*455OPINION
SULT, Judge.¶ 1 Defendant Christopher Lee Cecil appeals his first-degree murder conviction. His only argument on appeal is that the definition of “premeditation” found in Arizona Revised Statutes section 13-1101(1) (2000) is unconstitutionally vague because it fails to adequately distinguish first-degree murder from second-degree murder and thus allows for arbitrary and discriminatory application of the statute. Because we find that the statute as applied in this case resulted in • harmless error, we affirm.
BACKGROUND
¶ 2 Defendant was convicted of first-degree murder and sentenced to natural life in prison. The trial court defined “premeditation” for the jury as follows:
[T]he defendant acts with either the intention or knowledge that he will kill another human being, when such an intention or knowledge precedes the killing by any length of time to permit reflection. Proof of actual reflection is not required, but an act is not done with premeditation if it is the instant effect of a sudden quarrel or heat of passion.
During closing arguments, the state explained that premeditation means “you thought about it. You knew what you were going to do and you thought about it for some period of time. It doesn’t have to be a day. It doesn’t have to be five minutes. It doesn’t have to be a minute. Some period of time, which allows you to reflect or think what you’re going to do.”
ANALYSIS
¶ 3 We recently addressed the constitutionality of § 13-1101(1) in State v. Thompson, 201 Ariz. 273, 34 P.3d 382 (App.2001). We determined that the statute, while constitutional on its face, was nevertheless unconstitutionally vague because of the judicial construction of the statute by the Arizona Supreme Court to the effect that premeditation could be “as instantaneous as successive thoughts of the mind.” Id. at 280-81, ¶ 27, 34 P.3d at 389-90. We affirmed the conviction, however, because the offending “instantaneous” language was not introduced into the case in any way and the Thompson defendant was convicted solely using the constitutional portion of the statute. Id. at 283, ¶ 41, 34 P.3d at 392.

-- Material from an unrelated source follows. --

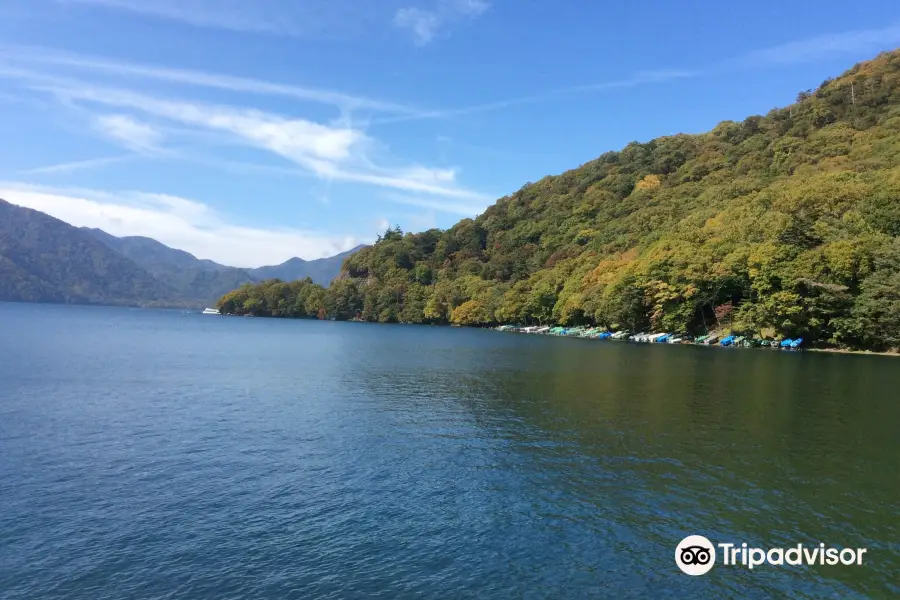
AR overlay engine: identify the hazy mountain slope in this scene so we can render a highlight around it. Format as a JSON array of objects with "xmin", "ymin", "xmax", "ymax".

¶ 4 The same situation exists here. We have searched the record and find that the jury was instructed on premeditation using only the statutory definition that Thompson found constitutional. Neither the court nor the prosecutor expressly or impliedly suggested that the statutory “length of time to permit reflection” could be as instantaneous as successive thoughts. We therefore conclude that defendant was not prejudiced by the application of a vague statute.
CONCLUSION
¶ 5 Because the “instantaneous as successive thoughts” concept was not used to convict defendant, we affirm his conviction and sentence.
CONCURRING: CECIL B. PATTERSON, Jr., Judge.